Fourthly, the office would provide financial redress to individuals whose disclosure is deemed by the office to have harmed their employment, reputation or career. The current framework under the Public Interest Disclosure Act allows a whistleblower to take action against their employer or former employer at an employment tribunal. This recognises that it is the employer’s responsibility, as an organisation, to support whistleblowers at work. There is no cap on the compensation that employment tribunals can award to whistleblowers. This is designed to be a powerful deterrent to poor employers and to reflect the potential career-ending nature of whistleblowing. Making the office of the whistleblower responsible for financial compensation may break these vital links and introduce a lot of complexity into the enforcement landscape. I believe that is it right that the framework seeks to ensure that organisations are held accountable for the behaviour of their staff and the culture that they create.

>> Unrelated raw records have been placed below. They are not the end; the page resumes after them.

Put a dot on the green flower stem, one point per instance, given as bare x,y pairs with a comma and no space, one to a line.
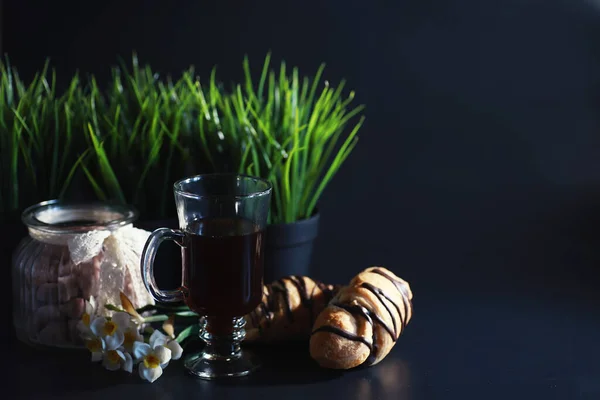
187,332
164,317
156,318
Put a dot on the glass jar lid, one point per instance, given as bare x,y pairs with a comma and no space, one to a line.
57,217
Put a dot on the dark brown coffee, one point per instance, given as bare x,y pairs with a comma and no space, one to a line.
223,266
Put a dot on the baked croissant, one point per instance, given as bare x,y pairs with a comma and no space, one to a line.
288,309
363,321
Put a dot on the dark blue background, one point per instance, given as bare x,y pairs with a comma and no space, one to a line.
477,175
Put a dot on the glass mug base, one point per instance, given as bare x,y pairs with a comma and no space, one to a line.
201,367
222,356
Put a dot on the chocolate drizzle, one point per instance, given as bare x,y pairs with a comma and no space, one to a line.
371,316
278,292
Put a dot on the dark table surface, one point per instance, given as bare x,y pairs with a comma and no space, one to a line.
466,341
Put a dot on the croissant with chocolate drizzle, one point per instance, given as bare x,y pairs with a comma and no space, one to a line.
363,321
288,309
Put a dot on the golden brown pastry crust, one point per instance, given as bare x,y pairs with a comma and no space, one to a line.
288,309
363,321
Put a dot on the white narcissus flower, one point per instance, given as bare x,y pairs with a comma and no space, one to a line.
151,360
114,360
160,339
130,336
112,332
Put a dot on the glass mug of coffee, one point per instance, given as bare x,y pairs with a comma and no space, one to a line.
222,220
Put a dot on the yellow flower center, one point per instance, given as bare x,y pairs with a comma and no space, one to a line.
130,337
109,328
151,361
113,357
94,345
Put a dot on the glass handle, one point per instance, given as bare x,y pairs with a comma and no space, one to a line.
150,249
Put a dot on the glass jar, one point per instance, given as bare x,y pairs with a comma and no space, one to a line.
75,255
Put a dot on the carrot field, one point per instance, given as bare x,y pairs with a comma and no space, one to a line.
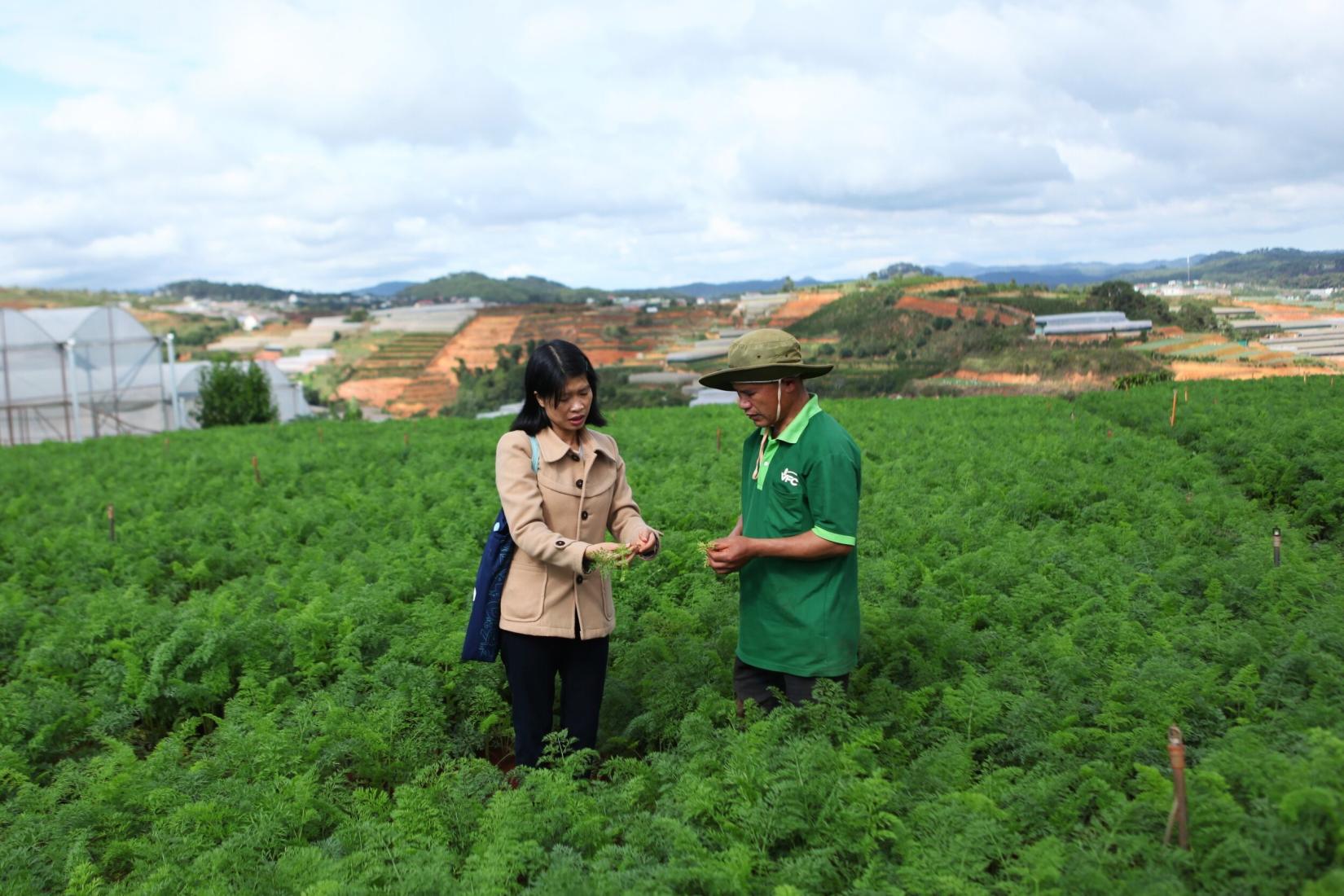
252,683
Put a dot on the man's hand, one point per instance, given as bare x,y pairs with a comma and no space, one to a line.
729,554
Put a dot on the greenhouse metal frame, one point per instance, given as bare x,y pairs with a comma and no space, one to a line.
82,372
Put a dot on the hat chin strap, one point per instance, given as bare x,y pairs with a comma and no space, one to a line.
765,430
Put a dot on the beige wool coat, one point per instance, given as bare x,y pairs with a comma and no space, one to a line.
554,515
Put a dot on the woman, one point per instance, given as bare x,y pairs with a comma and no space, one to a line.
556,610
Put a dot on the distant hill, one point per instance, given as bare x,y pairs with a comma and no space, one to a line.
514,291
380,291
718,291
518,291
242,292
1285,268
1290,268
1063,275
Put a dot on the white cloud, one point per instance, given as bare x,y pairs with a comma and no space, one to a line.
335,144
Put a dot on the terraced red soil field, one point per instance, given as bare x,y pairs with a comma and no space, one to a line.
802,305
436,386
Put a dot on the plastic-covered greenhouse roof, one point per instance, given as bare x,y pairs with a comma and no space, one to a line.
93,324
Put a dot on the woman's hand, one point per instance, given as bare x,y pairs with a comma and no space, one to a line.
604,547
645,544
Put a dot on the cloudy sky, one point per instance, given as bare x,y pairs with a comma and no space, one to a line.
336,144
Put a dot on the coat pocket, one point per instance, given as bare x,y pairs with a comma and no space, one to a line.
525,591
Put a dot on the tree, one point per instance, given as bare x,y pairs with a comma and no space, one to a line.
234,397
1118,296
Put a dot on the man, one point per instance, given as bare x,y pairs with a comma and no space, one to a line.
794,543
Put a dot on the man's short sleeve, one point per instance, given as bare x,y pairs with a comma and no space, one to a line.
833,498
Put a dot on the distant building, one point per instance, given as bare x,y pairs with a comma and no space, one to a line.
1090,324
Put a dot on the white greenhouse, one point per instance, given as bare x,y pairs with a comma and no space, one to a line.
80,372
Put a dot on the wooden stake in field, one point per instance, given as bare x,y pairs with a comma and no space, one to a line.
1180,810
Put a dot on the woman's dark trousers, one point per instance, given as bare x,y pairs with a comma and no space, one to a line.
531,664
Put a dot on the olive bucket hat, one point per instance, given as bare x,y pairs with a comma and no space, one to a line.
762,356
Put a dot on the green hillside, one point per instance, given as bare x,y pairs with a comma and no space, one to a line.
254,688
1285,268
514,291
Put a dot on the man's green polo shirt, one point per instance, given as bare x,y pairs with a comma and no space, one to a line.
802,617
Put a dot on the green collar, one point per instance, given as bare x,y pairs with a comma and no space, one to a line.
793,432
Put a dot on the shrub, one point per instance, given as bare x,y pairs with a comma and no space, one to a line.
231,395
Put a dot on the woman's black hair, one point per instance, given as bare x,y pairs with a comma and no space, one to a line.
549,371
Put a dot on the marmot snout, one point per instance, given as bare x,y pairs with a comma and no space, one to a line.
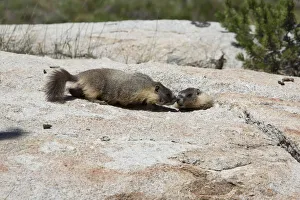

I thank the noble Baroness for bringing the Bill to the House and for enabling this important debate. I have not been convinced that the Bill is the right solution to the matters that have been raised, but the Government will continue to monitor the situation and to make improvements where needed, as we have done over the past decade.
My Lords, it has been a superb debate. I will be exceedingly brief and will not repeat the many arguments, examples and illustrations from all around the House in support of an office of the whistleblower. I just say that I am rather sad at the Government’s response, because the fundamental core of our argument is that all the assertions of what takes place and the lived reality of what takes place are two entirely different experiences. We need something such as the office of the whistleblower to ensure that the gap is bridged. I appreciate the opportunity to exercise and discuss these key issues today and, as a consequence, I beg to move.